Novelist Matthew Pearl, who lives in Cambridge, has made a career out of asking "What if?" about the lives of literary luminaries. His strategy has resonated with readers around the world. Pearl's first two historical thrillers, "The Dante Club" and "The Poe Shadow," have been translated into more than 30 languages. This week marks the publication of his third novel, "The Last Dickens" (Random House).

When Charles Dickens died, in 1870, at the age of 58, he left behind the first six of 12 installments planned for "The Mystery of Edwin Drood." In Pearl's hands, those facts are transformed into a murder mystery with the fate of Dickens's struggling American publisher hanging in the balance.

Portland gala
The Maine Festival of the Book, now in its third year, brings together writers from across the state and beyond. An evening with David Sedaris is sold out, but the rest of the festival, which takes place April 2-5 in Portland, is free. There will be panel discussions with biographers of Ted Turner and Madame Clicquot as well as Portland novelists Lisa Carey, Andrew McNabb, and Lewis Robinson.

A talk by Kim Wilson, author of "In the Garden With Jane Austen" (Jones), is well timed for mud season and dreams of spring. Wilson's book offers advice on how to re-create a garden from Austen's era. It celebrates gardens described in Austen's novels and the ones she visited for her own enjoyment.

Notes from underground
Neil Miller, who teaches journalism at Tufts University, came up with the idea for his new book - "Kartchner Caverns: How Two Cavers Discovered and Saved One of the Wonders of the Natural World" (University of Arizona) - while on vacation in Arizona shortly after 9/11.

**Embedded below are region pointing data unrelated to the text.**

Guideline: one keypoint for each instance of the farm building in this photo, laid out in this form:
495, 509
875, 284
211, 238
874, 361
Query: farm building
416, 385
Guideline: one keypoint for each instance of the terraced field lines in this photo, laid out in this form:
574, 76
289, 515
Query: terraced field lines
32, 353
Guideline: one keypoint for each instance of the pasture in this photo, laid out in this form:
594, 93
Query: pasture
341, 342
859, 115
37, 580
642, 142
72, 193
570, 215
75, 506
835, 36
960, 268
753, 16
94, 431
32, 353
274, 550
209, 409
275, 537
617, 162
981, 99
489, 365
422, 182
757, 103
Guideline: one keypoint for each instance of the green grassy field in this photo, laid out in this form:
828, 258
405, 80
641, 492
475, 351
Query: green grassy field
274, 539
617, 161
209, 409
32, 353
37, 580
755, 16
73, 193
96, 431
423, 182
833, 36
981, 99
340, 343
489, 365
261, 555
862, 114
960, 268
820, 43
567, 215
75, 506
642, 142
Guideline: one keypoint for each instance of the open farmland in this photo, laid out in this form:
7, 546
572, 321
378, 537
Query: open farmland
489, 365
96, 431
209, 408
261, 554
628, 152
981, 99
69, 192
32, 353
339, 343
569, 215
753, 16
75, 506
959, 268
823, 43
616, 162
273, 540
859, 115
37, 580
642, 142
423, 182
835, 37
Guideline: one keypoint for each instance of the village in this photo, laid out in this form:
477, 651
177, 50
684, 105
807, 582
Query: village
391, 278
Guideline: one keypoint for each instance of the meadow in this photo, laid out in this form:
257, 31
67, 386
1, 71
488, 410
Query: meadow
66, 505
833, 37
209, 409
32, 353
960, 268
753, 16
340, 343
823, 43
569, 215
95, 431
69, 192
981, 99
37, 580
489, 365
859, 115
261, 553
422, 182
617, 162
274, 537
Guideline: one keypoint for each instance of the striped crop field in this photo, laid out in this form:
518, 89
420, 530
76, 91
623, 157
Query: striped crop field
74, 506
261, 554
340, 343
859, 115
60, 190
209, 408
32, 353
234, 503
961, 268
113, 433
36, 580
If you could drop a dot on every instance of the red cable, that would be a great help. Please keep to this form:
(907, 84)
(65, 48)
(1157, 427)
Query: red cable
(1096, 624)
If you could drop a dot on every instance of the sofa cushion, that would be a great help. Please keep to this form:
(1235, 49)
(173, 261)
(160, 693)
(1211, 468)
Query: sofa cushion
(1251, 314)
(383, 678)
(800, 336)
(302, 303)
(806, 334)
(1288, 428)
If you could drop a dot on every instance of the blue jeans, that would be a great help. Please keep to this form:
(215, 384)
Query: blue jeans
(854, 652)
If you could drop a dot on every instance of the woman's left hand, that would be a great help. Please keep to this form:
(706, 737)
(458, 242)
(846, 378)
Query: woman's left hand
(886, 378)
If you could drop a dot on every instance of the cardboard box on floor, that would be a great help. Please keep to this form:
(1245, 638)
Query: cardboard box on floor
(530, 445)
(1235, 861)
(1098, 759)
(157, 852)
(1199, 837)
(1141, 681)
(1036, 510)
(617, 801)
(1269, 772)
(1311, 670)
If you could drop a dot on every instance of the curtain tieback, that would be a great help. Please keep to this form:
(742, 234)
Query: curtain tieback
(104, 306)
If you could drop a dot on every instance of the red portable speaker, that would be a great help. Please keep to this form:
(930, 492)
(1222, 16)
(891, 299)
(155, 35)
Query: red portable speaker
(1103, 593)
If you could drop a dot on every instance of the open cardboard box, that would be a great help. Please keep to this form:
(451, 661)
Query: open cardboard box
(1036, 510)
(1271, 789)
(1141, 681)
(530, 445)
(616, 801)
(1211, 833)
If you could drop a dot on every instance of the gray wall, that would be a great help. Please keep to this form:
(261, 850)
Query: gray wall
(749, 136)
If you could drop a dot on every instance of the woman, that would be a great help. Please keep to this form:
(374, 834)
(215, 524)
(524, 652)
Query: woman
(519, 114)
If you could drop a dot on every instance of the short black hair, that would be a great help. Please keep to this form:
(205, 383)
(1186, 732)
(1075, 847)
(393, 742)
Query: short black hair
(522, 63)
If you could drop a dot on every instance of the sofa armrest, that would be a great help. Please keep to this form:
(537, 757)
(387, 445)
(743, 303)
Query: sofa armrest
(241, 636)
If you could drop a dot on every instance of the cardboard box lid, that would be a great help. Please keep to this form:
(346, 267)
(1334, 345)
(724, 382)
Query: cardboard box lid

In an e-mail, Miller explained his enchantment with the caves, some 50 miles from Tucson: They "were incredibly beautiful, so pure, untouched, but what really drew me to the subject was the background story - how a couple of young cavers, just out of the University of Arizona, discovered these caves purely by chance, kept them secret for 14 years (so they wouldn't be looted and destroyed), and devoted their lives to preserving them. It seemed like an old-fashioned story about the triumph of idealism and altruism, with two real-life heroes."

Tucson residents Gary Tenen and Randy Tufts were in their 20s in 1974, when they discovered the 2.4-mile-long series of caves with stalactites and stalagmites over 100,000 years old. The state of Arizona spent $28 million to prepare and protect the caves before opening Kartchner Caverns State Park in 1999.

Coming out
"Family Properties: Race, Real Estate, and the Exploitation of Black Urban America," by Beryl Satter (Metropolitan)

"Eyes on the Horizon: Serving on the Front Lines of National Security," by General Richard B. Myers (Simon & Schuster)

"Wintergirls," by Laurie Halse Anderson (Viking)

Pick of the week
Kathryn Fabiani of RJ Julia Booksellers, in Madison, Conn., recommends the novel "Apologize, Apologize!," by Elizabeth Kelly (Twelve): "This is the outrageous story of the Flanagans, a wealthy and highly dysfunctional family who live on Martha's Vineyard. Elizabeth Kelly is a wonderful, wonderful writer, and she has produced a novel that is an exquisite combination of humor and sadness and loss and recovery. I picked this book up on a whim and I will probably never forget it."